A escrita de Renato é organizada, legível e simples, com margens irregulares (relacionadas com sinceridade e inconstância).
Os carateres têm uma dimensão média, com algumas desigualdades e com predomínio das hastes sobre as pernas das letras (refletindo, talvez as suas remotas aspirações).
A forma é caligráfica, arredondada, arcada, infantil, com os traços iniciais e finais inibidos.
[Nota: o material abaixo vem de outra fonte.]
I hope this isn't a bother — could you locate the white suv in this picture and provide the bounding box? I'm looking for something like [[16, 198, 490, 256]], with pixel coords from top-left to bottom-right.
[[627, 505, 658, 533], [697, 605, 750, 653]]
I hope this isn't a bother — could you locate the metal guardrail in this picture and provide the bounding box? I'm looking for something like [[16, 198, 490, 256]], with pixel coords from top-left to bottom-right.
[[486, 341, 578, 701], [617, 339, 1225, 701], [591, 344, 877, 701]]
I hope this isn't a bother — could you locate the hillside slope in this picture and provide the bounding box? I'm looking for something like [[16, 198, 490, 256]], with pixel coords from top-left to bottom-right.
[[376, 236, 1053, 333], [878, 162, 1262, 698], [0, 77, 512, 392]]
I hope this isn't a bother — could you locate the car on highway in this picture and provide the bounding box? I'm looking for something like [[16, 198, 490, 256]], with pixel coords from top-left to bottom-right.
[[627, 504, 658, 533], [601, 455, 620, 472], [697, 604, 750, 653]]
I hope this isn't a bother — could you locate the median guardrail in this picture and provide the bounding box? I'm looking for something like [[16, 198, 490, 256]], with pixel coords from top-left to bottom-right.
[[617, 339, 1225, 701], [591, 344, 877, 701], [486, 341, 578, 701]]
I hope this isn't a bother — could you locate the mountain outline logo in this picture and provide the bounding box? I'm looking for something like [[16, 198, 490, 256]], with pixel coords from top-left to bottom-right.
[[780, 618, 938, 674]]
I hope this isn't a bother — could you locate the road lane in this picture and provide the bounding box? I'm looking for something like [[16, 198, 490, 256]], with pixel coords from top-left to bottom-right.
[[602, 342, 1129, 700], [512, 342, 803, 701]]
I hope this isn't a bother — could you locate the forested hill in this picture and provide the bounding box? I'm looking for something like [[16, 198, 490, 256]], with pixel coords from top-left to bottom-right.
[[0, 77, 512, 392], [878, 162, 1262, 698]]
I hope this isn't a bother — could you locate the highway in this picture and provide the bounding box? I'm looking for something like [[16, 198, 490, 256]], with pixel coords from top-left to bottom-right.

Observam-se ovais fechados com laço e alguns erros ortográficos (parecendo mais dado à introversão do que à extroversão).
A velocidade aparenta ser lenta (não parece dado a precipitações).
A direção da linha de base não se pode avaliar corretamente, porque Renato preferiu escrever em papel pautado.
As letras encontram-se, ligeiramente, inclinadas para a direita e, às vezes, verticais (os projetos futuros são uma incógnita).
As carateres aparecem ora ligados, ora desligados ou adossados, sem traços exagerados (sinais de alguma instabilidade).
A assinatura é legível, simples e semelhante ao texto (indício de coerência e sinceridade).

Concluímos que nos parâmetros observados da escrita de Renato Seabra não se detetam indícios de agressividade. E, na simplicidade do seu grafismo, não se conseguem descobrir tendências para matar.